Son of Superman opens spinal cord rehab centre for children
THE SON of the late Superman star Christopher Reeve opened the country’s first spinal cord rehabilitation clinic for paralysed children.
The actor’s 38-year-old son Matthew attended the official launch of Neurokinex Kids in Crawley, West Sussex, yesterday.
The clinic is the first of its kind in the UK and is part of Neurokinex Gatwick – the only affiliation to the Christopher and Dana Reeve Foundation’s NeuroRecovery Network (NRN) outside the US.
Reeve, inset, won a Bafta for his role in the 1978 superhero film but was injured in 1995 after being thrown from a horse at an equestrian competition in Virginia. He became quadriplegic, was confined to a wheelchair and relied on a portable ventilator for the rest of his life. This prompted him to campaign for more support for those with spinal cord injuries and to set up the foundation to help improve their health and quality of life. Before he died aged 52 in 2004, he also lobbied for human embryonic stem cell research. The £300,000 centre has the capacity to treat 20 paralysed children a day and pledges to use the latest scientific research to help them become more active. The organisation believes young children who are paralysed are more likely to develop long-term health problems when they grow older but they are more receptive to activity-based rehabilitation. In particular, locomotor training and neuromuscular electrical stimulation (NMES) – treatments which the centre said were not available anywhere else in the UK or Europe – will be on offer.
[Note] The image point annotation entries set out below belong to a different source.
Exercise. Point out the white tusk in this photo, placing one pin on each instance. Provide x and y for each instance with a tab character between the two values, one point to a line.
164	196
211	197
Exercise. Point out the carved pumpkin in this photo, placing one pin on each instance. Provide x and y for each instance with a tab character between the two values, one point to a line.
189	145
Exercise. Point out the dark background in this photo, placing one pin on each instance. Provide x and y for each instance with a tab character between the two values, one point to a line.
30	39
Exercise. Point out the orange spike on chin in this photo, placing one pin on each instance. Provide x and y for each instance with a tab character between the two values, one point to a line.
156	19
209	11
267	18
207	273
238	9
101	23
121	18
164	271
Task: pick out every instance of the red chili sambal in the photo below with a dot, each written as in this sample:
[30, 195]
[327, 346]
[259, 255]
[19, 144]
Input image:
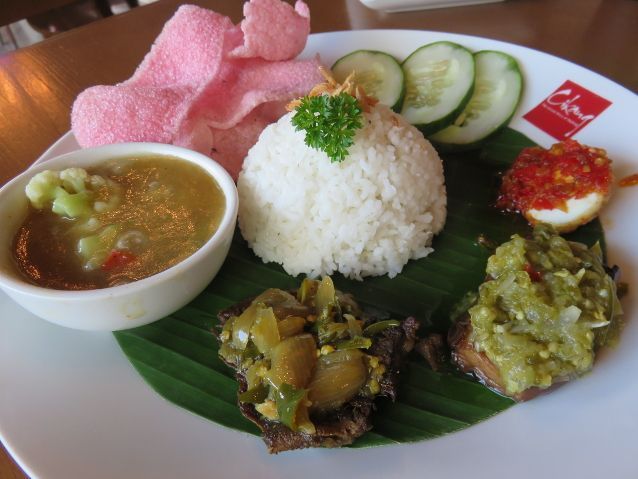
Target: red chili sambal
[545, 179]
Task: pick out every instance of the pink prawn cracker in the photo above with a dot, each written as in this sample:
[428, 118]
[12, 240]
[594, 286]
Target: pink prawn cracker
[206, 84]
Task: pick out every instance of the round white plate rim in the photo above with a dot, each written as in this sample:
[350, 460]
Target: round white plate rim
[445, 459]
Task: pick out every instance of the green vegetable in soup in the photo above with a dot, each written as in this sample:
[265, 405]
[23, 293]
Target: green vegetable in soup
[548, 304]
[120, 221]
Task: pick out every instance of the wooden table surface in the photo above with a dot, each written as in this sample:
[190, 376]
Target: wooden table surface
[38, 83]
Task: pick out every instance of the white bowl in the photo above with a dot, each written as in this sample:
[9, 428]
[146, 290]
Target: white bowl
[129, 305]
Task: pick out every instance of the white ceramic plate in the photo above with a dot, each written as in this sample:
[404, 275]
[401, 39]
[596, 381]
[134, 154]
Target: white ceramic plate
[71, 406]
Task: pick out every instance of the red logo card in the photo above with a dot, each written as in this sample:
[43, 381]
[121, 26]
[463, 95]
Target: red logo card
[567, 110]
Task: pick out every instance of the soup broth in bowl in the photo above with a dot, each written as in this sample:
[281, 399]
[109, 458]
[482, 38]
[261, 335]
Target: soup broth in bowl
[129, 235]
[115, 223]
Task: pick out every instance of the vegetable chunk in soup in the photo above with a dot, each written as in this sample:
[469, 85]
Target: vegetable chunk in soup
[122, 221]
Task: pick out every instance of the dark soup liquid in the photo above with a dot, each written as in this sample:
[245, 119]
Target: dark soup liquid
[122, 221]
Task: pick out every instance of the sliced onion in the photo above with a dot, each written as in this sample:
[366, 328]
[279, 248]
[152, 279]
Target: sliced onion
[339, 377]
[290, 326]
[293, 361]
[265, 332]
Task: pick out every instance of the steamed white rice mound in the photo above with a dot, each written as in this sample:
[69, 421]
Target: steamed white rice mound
[365, 216]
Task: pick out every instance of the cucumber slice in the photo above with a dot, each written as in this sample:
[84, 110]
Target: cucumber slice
[439, 80]
[497, 92]
[378, 73]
Both are therapies which aim to stimulate nerve and muscle movement.
Locomotor training involves suspending the patient above a treadmill to practise standing and stepping, which can improve their ability to sit and walk. NMES uses pulses of electrical current to prompt muscle contractions.
Matthew Reeve, the foundation’s vice-chairman of international development, said: “Since its inception, the goal of the NRN has always been to develop cutting-edge treatments so individuals living with paralysis could recover functions.”